Considérant que la demande formée en appel pour atteinte à la renommée de la marque Veuve C. P. tend aux mêmes fins que la demande en contrefaçon à savoir sanctionner son exploitation ;
Considérant qu'il y a lieu de rejeter la demande de la société 2BDR de ce chef.
Sur les demandes en nullité et déchéance :
Considérant que la société 2BDR demande à la cour de prononcer :
- la nullité des marques n°7020597, n°1318161, n°3786381, n°1082673, n°4035685, n°1509215 de la société MHCS et n°3282489 de la société Polmos,
- la déchéance des droits de la société MHCS sur les marques :
n°7020597, à compter du 27 juin 2013 ;
n°1318161, à compter du 22 septembre 2004 ;
n°1509215, à compter du 15 février 2005 ;
- la déchéance des droits de la société Macdonald & Muir Limited sur la marque n°3282489,
- la déchéance partielle pour les services de la classe 35. des droits de la société MHCS sur les marques :
n°1273825 à compter du 24 mai 1989 ;
n°4099743 à compter du 16 décembre 2009 ;
n°8601742 à compter du 8 octobre 2014 ;
n°6490205 à compter du 14 janvier 2013 ;
n°3428695 à compter du 4 décembre 2008 ;
n°7020597 à compter du 27 juin 2013 ;
n°92431630 à compter du 25 aout 1997.
Considérant que le tribunal a jugé qu'il n'y avait pas d'usage des signes en cause à titre de marque et n'a pas examiné les demandes de la société 2BDR, s'agissant de moyens de défense.
Considérant qu'en cause d'appel ces marques ne sont plus opposées car les sociétés MHCS ont concentré leurs demandes sur la seule atteinte aux marques de renommée verbale communautaires suivantes :
Moët & Chandon n°515338,
Veuve C. P. n°4099743,
Ruinart n°514638, ces trois marques étant détenues et exploitées par la société MHCS,
Hennesy n°4559241 détenue et exploitée par la société JAS Hennessy & C°,
Glenmorangie n°85316 détenue et exploitée par la société Macdonald & Muir Limited.
Considérant que ne sont plus invoqués des actes de contrefaçon de sorte que le litige est limité, d'une part, à l'atteinte portée aux cinq marques précitées en tant que marques renommées, d'autre part, à titre subsidiaire, à des actes de parasitisme.
Considérant que la Cour n'étant plus saisie de demandes autres, la société 2BDR ne saurait invoquer un intérêt à agir en nullité ou en déchéance de marques qui ne sont plus visées ni au titre de la contrefaçon, ni sur le fondement de l'atteinte aux marques renommées ; que la demande de parasitisme étant faite à titre subsidiaire, elle ne peut concerner que les cinq marques précitées.
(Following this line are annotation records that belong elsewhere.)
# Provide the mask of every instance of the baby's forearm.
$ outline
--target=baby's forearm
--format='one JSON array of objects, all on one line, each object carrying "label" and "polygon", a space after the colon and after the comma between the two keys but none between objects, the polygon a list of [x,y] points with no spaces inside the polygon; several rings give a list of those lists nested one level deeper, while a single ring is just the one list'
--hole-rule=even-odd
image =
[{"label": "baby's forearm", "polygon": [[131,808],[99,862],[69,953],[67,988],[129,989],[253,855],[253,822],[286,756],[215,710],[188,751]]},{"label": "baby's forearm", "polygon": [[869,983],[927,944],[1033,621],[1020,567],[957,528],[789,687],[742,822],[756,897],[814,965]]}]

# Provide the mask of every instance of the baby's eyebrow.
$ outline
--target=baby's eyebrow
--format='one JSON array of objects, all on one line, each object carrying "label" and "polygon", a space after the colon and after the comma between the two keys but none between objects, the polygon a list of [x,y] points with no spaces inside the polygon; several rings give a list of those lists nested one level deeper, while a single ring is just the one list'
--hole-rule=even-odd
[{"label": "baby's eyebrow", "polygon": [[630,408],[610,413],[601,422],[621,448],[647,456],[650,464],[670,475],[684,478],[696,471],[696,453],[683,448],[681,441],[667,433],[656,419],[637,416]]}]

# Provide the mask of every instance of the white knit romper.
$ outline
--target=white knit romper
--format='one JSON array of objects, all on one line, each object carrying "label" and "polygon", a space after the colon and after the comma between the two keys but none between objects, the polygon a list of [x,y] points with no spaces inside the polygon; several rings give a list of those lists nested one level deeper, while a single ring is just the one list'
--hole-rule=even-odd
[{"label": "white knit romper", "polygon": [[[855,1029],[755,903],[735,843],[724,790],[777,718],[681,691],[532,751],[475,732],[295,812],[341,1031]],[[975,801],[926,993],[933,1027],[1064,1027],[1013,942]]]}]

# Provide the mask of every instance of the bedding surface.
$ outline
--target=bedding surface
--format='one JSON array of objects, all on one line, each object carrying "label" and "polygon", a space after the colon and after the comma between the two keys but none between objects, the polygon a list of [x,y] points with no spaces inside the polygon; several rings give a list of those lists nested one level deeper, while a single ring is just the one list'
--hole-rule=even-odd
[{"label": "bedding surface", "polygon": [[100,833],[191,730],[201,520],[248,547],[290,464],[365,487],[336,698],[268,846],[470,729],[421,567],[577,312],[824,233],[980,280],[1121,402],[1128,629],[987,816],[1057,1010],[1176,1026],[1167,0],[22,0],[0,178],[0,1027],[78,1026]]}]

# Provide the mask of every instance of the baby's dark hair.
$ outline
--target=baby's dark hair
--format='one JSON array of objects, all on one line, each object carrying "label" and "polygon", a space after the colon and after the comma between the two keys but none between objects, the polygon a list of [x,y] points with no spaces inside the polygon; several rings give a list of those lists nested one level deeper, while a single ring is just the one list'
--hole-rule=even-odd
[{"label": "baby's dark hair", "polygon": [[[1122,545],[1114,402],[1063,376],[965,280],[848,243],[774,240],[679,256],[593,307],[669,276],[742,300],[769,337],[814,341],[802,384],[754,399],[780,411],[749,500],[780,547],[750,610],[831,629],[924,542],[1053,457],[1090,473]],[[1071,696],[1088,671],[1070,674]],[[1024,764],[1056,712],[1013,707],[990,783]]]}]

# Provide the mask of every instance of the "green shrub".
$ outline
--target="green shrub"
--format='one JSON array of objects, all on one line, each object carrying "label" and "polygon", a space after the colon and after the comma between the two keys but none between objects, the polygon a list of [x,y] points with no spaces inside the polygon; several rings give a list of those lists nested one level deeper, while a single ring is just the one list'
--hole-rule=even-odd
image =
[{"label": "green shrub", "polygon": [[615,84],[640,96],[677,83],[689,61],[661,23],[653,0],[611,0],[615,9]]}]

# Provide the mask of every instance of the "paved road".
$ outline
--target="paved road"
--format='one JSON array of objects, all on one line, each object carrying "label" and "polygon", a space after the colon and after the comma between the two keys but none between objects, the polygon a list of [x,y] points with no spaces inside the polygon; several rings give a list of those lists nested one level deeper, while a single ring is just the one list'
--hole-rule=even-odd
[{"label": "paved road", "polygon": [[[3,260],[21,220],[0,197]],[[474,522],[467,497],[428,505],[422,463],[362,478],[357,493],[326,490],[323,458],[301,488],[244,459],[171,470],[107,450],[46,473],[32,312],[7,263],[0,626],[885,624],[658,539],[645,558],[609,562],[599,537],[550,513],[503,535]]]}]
Considérant qu'il y a lieu, en conséquence, de déclarer irrecevable la société 2BDR en ses demandes de nullité et de déchéance des sept marques suivantes :
- Krug n°700597
- Moët & Chandon brut imperial n°1318161
- Moët & Chandon imperial n°3786381
- Moët & Chandon imperial n°1082673
- Krug n°4035685
- Ruinart n°1509215
- Belvedere n°3282489.
Considérant que la société 2BDR sera en revanche déclarée recevable en ce qu'elle soutient la déchéance de la marque Veuve C. P. n°4099743, pour les services de la classe 35, cette marque étant visée comme étant une marque renommée.
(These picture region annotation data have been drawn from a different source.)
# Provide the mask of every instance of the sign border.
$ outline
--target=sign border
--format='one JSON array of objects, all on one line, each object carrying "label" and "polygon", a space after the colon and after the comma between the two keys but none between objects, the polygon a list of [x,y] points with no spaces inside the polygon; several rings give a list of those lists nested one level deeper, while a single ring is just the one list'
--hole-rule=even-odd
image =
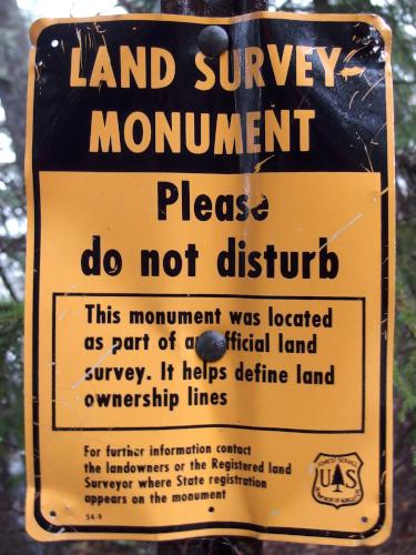
[{"label": "sign border", "polygon": [[[387,491],[390,496],[392,492],[392,373],[388,369],[392,366],[393,360],[393,341],[394,341],[394,193],[389,188],[394,186],[394,134],[393,134],[393,90],[392,90],[392,69],[390,69],[390,31],[386,23],[377,16],[353,13],[353,14],[321,14],[321,13],[283,13],[283,12],[257,12],[234,18],[202,18],[190,16],[172,16],[172,14],[131,14],[131,16],[101,16],[94,18],[73,18],[73,19],[40,19],[31,27],[31,41],[35,44],[40,33],[45,27],[55,23],[72,23],[77,22],[105,22],[114,20],[146,20],[146,21],[176,21],[183,23],[202,23],[202,24],[221,24],[233,23],[237,21],[248,21],[255,19],[278,19],[278,20],[297,20],[297,21],[316,21],[316,22],[366,22],[374,26],[383,36],[387,50],[387,60],[385,67],[386,78],[386,114],[387,114],[387,152],[386,152],[386,174],[382,174],[381,180],[381,246],[382,246],[382,275],[381,275],[381,413],[379,413],[379,497],[378,497],[378,518],[375,525],[367,531],[362,532],[343,532],[327,529],[310,529],[310,528],[288,528],[288,527],[271,527],[260,526],[252,523],[195,523],[177,526],[162,527],[141,527],[141,526],[68,526],[55,525],[48,522],[41,513],[41,467],[39,454],[39,291],[40,291],[40,244],[41,244],[41,221],[40,221],[40,186],[39,173],[33,173],[33,91],[34,91],[34,57],[35,50],[32,48],[30,53],[30,71],[28,87],[28,120],[27,120],[27,150],[26,150],[26,184],[28,202],[32,203],[33,210],[28,212],[28,249],[27,249],[27,304],[26,304],[26,437],[27,446],[29,446],[30,458],[33,464],[28,464],[28,487],[31,495],[27,496],[27,511],[34,518],[45,534],[37,535],[42,541],[44,539],[73,539],[73,534],[79,533],[99,533],[104,538],[105,534],[120,534],[120,537],[138,538],[139,534],[158,535],[177,534],[189,532],[191,534],[180,534],[177,536],[165,536],[165,539],[195,537],[193,531],[202,531],[204,536],[221,535],[223,529],[229,532],[251,531],[257,533],[260,538],[268,539],[287,539],[294,542],[304,538],[315,538],[321,543],[328,538],[344,539],[344,544],[352,544],[357,539],[371,538],[366,545],[376,545],[384,541],[389,534],[390,526],[390,506],[386,505]],[[385,194],[387,193],[387,194]],[[392,214],[392,226],[389,225],[389,215]],[[388,314],[392,314],[387,317]],[[387,412],[388,408],[388,412]],[[387,447],[389,448],[387,453]],[[386,471],[389,467],[389,474]],[[34,485],[34,488],[33,488]],[[34,508],[34,513],[33,513]],[[383,528],[383,529],[382,529]],[[34,529],[31,526],[32,533]],[[58,534],[57,534],[58,533]],[[52,534],[55,534],[52,536]],[[278,537],[276,537],[278,536]],[[296,536],[296,537],[292,537]],[[87,537],[85,535],[83,536]],[[106,538],[115,538],[114,535]],[[144,539],[144,538],[143,538]],[[149,539],[149,537],[148,537]],[[153,539],[160,539],[153,537]],[[332,542],[333,543],[333,542]]]}]

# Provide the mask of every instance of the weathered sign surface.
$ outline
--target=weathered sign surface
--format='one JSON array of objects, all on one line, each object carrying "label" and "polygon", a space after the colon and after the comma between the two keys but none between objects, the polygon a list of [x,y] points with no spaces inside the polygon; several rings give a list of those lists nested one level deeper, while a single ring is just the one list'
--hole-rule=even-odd
[{"label": "weathered sign surface", "polygon": [[388,29],[140,14],[32,37],[28,531],[386,538]]}]

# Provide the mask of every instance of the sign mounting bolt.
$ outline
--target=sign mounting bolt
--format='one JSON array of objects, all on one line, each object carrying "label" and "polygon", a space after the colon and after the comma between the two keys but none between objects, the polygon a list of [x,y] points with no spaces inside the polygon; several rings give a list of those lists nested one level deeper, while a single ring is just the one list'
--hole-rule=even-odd
[{"label": "sign mounting bolt", "polygon": [[226,352],[226,340],[222,333],[209,331],[196,340],[196,353],[204,362],[215,362]]},{"label": "sign mounting bolt", "polygon": [[197,46],[203,54],[217,58],[229,48],[229,33],[220,26],[205,27],[197,37]]}]

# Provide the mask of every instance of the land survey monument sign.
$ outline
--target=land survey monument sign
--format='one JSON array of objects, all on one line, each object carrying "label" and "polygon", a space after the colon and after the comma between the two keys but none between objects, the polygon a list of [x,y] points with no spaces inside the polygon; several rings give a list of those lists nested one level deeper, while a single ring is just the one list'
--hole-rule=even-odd
[{"label": "land survey monument sign", "polygon": [[32,42],[30,534],[386,538],[388,29],[140,14]]}]

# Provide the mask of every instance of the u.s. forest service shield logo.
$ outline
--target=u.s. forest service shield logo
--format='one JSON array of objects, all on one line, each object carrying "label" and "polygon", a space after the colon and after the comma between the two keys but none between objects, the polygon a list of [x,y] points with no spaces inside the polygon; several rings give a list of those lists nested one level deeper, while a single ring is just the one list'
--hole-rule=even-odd
[{"label": "u.s. forest service shield logo", "polygon": [[357,453],[346,455],[319,453],[314,463],[315,482],[312,494],[315,501],[335,508],[357,505],[362,501],[363,461]]}]

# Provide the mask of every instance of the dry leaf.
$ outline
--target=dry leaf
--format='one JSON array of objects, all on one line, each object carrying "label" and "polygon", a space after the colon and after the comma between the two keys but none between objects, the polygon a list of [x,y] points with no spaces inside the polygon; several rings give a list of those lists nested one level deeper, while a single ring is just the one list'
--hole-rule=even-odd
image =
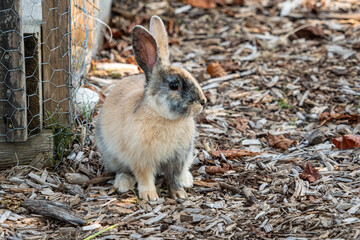
[{"label": "dry leaf", "polygon": [[223,77],[227,75],[225,70],[217,62],[210,64],[206,71],[211,75],[211,77]]},{"label": "dry leaf", "polygon": [[212,151],[211,152],[211,154],[215,157],[221,157],[221,153],[223,153],[226,158],[256,156],[256,155],[260,154],[257,152],[251,152],[251,151],[244,150],[244,149],[229,149],[229,150]]},{"label": "dry leaf", "polygon": [[360,147],[360,136],[348,134],[342,137],[331,139],[337,149],[344,150]]},{"label": "dry leaf", "polygon": [[237,117],[234,119],[233,123],[235,124],[235,128],[241,132],[244,132],[248,128],[248,119]]},{"label": "dry leaf", "polygon": [[319,120],[322,122],[321,125],[326,124],[332,120],[348,120],[349,123],[359,123],[360,117],[358,114],[341,114],[341,113],[329,113],[323,112],[319,115]]},{"label": "dry leaf", "polygon": [[283,150],[287,150],[291,144],[296,144],[295,140],[288,139],[284,135],[274,136],[268,133],[268,140],[271,147],[276,147]]},{"label": "dry leaf", "polygon": [[241,70],[241,66],[233,60],[223,61],[220,63],[225,72],[235,72]]},{"label": "dry leaf", "polygon": [[297,31],[295,34],[299,38],[305,38],[308,40],[325,37],[324,31],[322,30],[322,28],[318,26],[308,26],[306,28],[302,28],[299,31]]},{"label": "dry leaf", "polygon": [[202,181],[202,180],[195,180],[194,181],[194,185],[195,186],[200,186],[200,187],[214,187],[215,185],[217,185],[216,181],[213,182],[208,182],[208,181]]},{"label": "dry leaf", "polygon": [[196,8],[210,9],[216,7],[216,2],[213,0],[186,0],[186,4]]},{"label": "dry leaf", "polygon": [[310,162],[308,162],[305,166],[305,170],[303,171],[302,174],[299,175],[299,177],[303,180],[307,180],[308,182],[312,183],[320,178],[320,174],[319,171],[313,168]]},{"label": "dry leaf", "polygon": [[227,164],[227,163],[221,163],[221,166],[205,166],[205,172],[207,174],[212,174],[215,175],[217,173],[226,173],[227,171],[232,169],[232,165],[231,164]]}]

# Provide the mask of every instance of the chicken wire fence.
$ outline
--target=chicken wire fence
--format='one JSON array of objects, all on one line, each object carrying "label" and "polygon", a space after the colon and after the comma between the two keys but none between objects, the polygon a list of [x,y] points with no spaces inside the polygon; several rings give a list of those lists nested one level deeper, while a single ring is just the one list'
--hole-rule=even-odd
[{"label": "chicken wire fence", "polygon": [[97,96],[83,85],[99,27],[94,1],[0,1],[0,143],[91,117]]}]

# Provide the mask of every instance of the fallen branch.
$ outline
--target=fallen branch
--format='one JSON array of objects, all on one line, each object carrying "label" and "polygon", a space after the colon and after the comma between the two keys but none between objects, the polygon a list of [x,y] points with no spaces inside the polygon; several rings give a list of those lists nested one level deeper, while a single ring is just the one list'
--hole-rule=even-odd
[{"label": "fallen branch", "polygon": [[46,200],[26,199],[21,206],[30,212],[68,222],[76,226],[86,223],[82,217],[79,217],[79,214],[71,211],[70,207],[66,204]]}]

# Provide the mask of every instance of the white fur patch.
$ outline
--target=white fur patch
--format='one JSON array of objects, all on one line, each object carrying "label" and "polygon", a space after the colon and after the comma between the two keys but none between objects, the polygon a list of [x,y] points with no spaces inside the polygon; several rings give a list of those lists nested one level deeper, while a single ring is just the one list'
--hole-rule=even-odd
[{"label": "white fur patch", "polygon": [[114,181],[114,188],[118,189],[119,192],[127,192],[134,189],[136,180],[133,176],[126,173],[116,174]]},{"label": "white fur patch", "polygon": [[189,170],[184,170],[180,176],[180,181],[183,187],[190,188],[193,186],[194,179]]}]

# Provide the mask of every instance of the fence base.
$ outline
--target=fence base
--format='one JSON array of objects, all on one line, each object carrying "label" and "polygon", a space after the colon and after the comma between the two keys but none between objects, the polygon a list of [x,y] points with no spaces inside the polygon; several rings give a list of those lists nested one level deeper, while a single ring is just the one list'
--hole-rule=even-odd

Sur la demande tendant à la déchéance de la marque Veuve C. P. n°4099743 pour les services de la classe 35
Considérant que la société 2BDR soutient que la société MHC doit être déchue de sa marque Veuve C. P. n°4099743 pour les services de la classe 35 faute d'exploitation pour les services de publicité.
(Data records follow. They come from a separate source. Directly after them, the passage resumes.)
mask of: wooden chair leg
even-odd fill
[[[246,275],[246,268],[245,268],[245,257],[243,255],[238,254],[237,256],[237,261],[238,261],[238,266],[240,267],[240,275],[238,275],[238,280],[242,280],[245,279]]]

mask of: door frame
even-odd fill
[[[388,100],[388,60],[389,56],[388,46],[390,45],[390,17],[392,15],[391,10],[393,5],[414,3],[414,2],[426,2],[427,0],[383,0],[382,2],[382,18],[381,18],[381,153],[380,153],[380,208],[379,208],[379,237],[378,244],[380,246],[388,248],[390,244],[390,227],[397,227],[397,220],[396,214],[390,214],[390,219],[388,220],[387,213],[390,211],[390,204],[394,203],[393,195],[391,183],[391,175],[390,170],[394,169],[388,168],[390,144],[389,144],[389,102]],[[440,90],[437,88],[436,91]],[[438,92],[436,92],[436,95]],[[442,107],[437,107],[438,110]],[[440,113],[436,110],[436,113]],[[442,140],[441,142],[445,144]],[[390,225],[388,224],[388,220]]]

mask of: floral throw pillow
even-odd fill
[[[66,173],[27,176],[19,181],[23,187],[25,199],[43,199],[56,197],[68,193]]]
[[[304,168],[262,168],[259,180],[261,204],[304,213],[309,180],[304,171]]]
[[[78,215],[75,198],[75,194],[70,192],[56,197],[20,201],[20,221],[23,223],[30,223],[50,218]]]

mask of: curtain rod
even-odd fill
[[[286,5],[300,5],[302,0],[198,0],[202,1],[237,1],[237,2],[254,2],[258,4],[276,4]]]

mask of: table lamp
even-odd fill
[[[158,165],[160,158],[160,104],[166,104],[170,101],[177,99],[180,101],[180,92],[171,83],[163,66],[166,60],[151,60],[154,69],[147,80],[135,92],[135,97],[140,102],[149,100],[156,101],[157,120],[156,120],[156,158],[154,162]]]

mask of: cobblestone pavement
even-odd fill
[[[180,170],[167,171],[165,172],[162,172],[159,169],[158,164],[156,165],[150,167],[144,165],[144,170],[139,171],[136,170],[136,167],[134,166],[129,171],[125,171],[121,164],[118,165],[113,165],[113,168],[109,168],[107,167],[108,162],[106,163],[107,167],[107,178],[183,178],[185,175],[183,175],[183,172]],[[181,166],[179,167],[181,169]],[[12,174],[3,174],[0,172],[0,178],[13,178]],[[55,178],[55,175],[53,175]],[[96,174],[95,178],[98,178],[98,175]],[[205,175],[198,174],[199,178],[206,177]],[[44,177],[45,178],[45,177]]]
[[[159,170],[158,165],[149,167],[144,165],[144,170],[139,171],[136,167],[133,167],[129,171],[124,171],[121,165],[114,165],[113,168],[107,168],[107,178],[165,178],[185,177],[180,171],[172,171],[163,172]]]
Considérant que la société MHCS justifie qu'elle a exploité la marque Veuve C. P. dans le cadre d'événements de communication promotionnelle en relation avec le champagne commercialisé sous cette marque en France et dans l'Union Européenne et qu'elle offre également sous cette marque un service de contenus relatif à l'univers du vin.
Considérant qu'il y a lieu en conséquence de débouter la société 2BDR de sa demande en déchéance.
Sur le caractère de marque renommée des marques en cause
Considérant que les appelantes soutiennent que les marques qui restent dans la cause sont des marques renommées, que ni les usages de la profession ni les contrats conclus avec elles ne justifiaient leur reproduction par la société 2BDR et que l'exploitation démesurée, qui en a été faite et qui persiste alors que les relations commerciales ont cessé, est fautive.
Considérant que la société 2BDR affirme que les marques en cause ne relèvent pas du régime des marques renommées et ne sauraient bénéficier de la protection en découlant.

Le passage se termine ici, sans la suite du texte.